Le funzionalità di Spotify for Artists includono: il monitoraggio delle tue statistiche di ascolto per giorno/mese/anno con informazioni utili sul tuo pubblico che possono aiutarti a targettizzarlo (dove si trova, l'età media, i generi musicali preferiti), la personalizzazione del tuo profilo con elementi visivi e biografia, la creazione di playlist da condividere con i tuoi fan sulla tua pagina, l'animazione dei tuoi brani con i tuoi video tramite lo strumento Canvas o con i tuoi testi.
Dopo aver reso accattivante il tuo profilo, probabilmente ti porrai la domanda: come si fa a integrare le playlist? Questo sarà l'oggetto di un prossimo articolo, ma nel frattempo possiamo darti un indizio: una settimana prima della data di uscita, apparirà un avviso sul tuo account Spotify for Artists che ti inviterà a presentare la tua canzone a un curatore di playlist, quindi non esitare a cliccarci sopra e a compilare attentamente il modulo.

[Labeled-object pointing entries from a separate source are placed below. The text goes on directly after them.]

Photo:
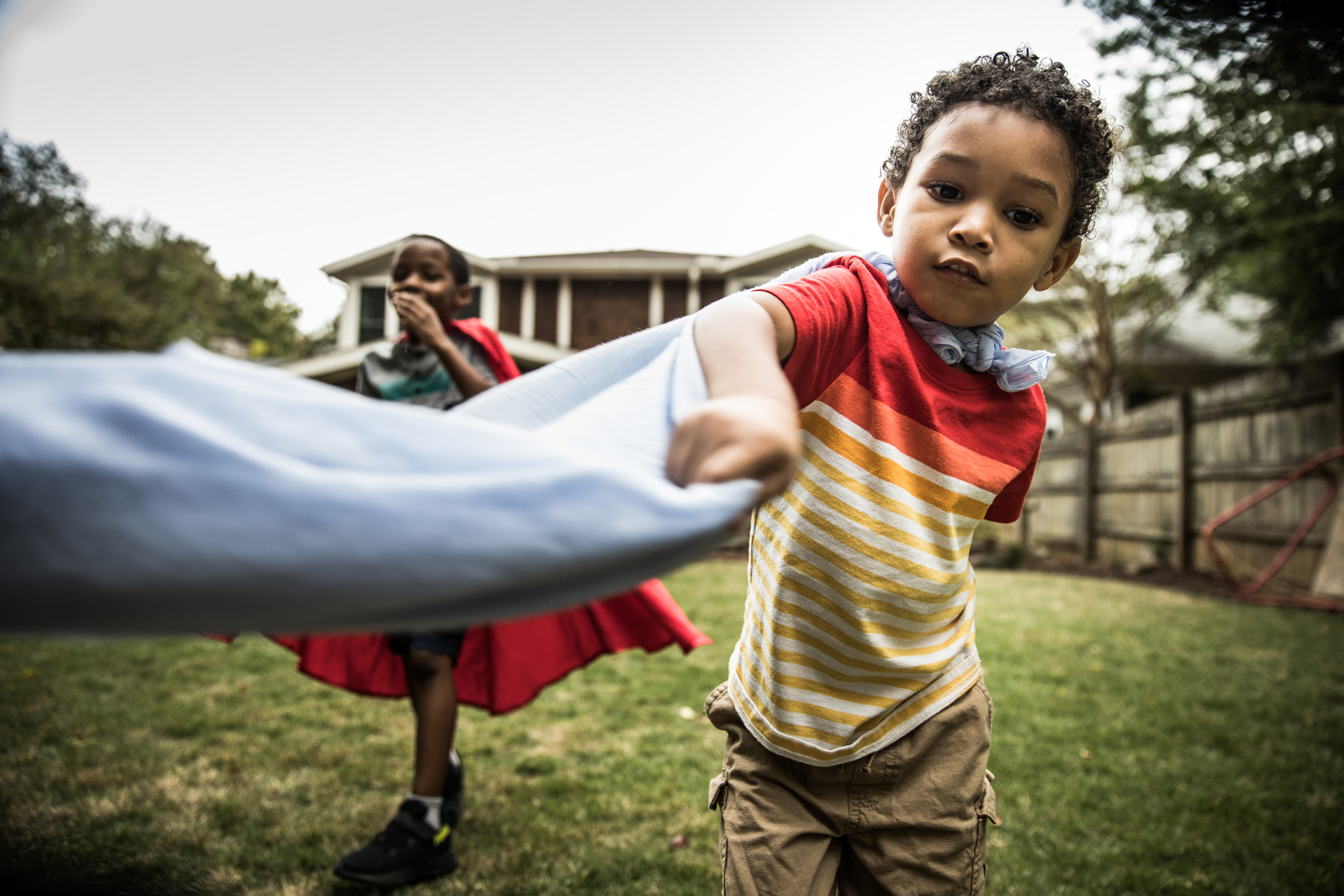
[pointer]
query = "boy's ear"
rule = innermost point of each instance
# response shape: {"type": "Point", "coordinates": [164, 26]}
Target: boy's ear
{"type": "Point", "coordinates": [886, 207]}
{"type": "Point", "coordinates": [1059, 264]}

Come artista, dovrai passare attraverso un distributore digitale – o la tua etichetta se hai un contratto – per creare il tuo profilo e accedere a Spotify for Artists. Potrai monitorare le tue statistiche di ascolto con informazioni sul pubblico, personalizzare il tuo profilo con elementi visivi e biografia, creare playlist e contattare i loro team editoriali.

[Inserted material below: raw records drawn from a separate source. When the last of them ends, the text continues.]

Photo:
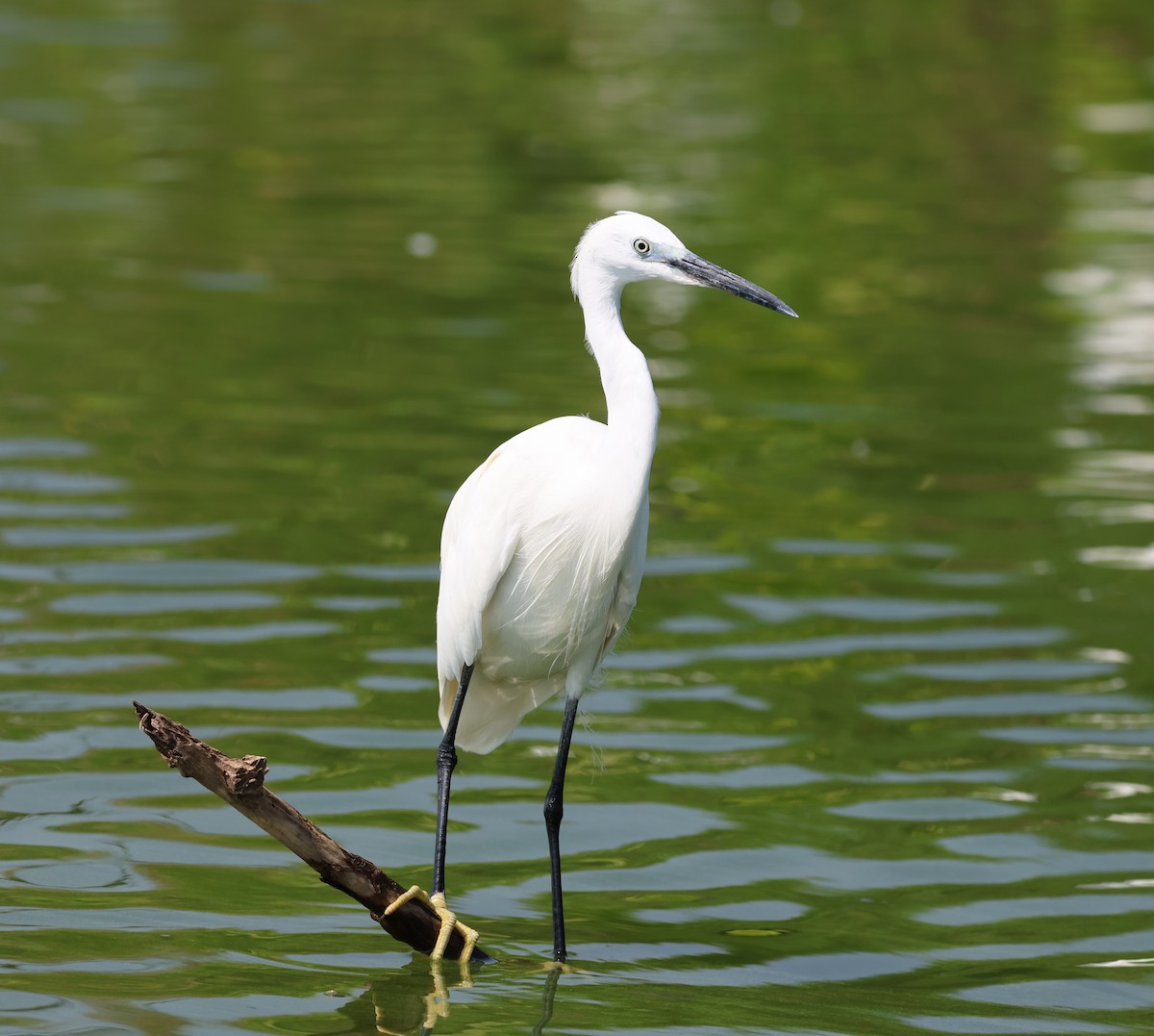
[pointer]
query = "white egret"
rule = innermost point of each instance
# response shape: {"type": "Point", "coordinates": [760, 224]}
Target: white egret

Quanto guadagno su Spotify?
È difficile rispondere in termini assoluti quando si guarda a quanti centesimi guadagna un artista quando il suo brano viene ascoltato in streaming su Spotify. Tuttavia, il blog The Trichordist ha fatto il calcolo utilizzando i propri dati del periodo 2019-20 e ha scoperto che un ascolto frutta in media 0,00348 dollari o 0,0030 centesimi di euro.
Ciò che sappiamo da studi internazionali condotti da Alpha Data America negli Stati Uniti e da Aepo Artists in Europa nel 2019 è che pochissimi artisti vivono dei proventi dello streaming (stiamo parlando di tutte le piattaforme, non solo di Spotify): il 90% degli artisti guadagna meno di 1.000 euro all'anno – e questo anche quando i loro brani sono stati riprodotti fino a 10.000 volte; e solo l'1% guadagna un salario minimo attraverso gli streaming.

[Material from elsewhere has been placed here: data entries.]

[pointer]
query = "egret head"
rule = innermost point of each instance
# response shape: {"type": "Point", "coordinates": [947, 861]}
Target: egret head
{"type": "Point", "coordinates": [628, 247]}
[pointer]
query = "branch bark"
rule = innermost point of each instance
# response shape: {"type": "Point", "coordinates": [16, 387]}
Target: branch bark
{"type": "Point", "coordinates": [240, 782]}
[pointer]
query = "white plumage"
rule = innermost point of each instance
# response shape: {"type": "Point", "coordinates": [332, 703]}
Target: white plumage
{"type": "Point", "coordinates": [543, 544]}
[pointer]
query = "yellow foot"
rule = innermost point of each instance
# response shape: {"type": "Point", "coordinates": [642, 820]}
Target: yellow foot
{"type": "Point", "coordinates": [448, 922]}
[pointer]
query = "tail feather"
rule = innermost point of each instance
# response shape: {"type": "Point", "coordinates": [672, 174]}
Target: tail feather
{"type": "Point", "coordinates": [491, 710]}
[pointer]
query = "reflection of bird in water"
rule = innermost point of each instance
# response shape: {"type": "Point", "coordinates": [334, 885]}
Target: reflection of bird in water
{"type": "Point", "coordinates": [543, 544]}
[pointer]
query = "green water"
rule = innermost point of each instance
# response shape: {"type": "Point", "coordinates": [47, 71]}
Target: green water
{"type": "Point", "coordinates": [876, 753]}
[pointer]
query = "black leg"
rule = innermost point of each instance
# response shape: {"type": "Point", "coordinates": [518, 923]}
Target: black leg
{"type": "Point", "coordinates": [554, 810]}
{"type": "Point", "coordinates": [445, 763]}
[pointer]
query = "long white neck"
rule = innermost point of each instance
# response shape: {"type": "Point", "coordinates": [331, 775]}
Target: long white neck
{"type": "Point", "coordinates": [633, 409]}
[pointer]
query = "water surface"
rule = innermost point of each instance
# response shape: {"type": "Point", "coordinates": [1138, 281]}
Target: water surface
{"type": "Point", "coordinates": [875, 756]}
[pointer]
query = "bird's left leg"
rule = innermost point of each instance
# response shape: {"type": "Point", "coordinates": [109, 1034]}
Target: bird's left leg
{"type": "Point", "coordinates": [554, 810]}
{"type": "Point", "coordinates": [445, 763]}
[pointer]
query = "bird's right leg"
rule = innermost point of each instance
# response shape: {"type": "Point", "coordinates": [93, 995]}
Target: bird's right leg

Queste disuguaglianze possono essere spiegate dal modello di business di Spotify, che si basa sull'industria musicale pre-digitale, come abbiamo spiegato in questo articolo.
Non esiste un metodo infallibile per calcolare la remunerazione media di un artista per brano trasmesso in streaming su Spotify, ma studi del periodo 2019-20 la stimano a 0,00348 dollari. Quel che è certo è che gli artisti non si guadagnano da vivere con lo streaming, ma piuttosto con altre fonti di reddito come la sincronizzazione online e le esibizioni dal vivo.
Cosa devo ricordare?
Spotify è la più grande piattaforma di streaming in termini di abbonati. Per accedere ai suoi servizi per artisti, devi passare attraverso un distributore digitale se sei auto-prodotto e attraverso il tuo manager/etichetta se ne hai uno. Si stima che un artista guadagni 0,0030 centesimi per ogni volta che il suo brano viene riprodotto in streaming su Spotify.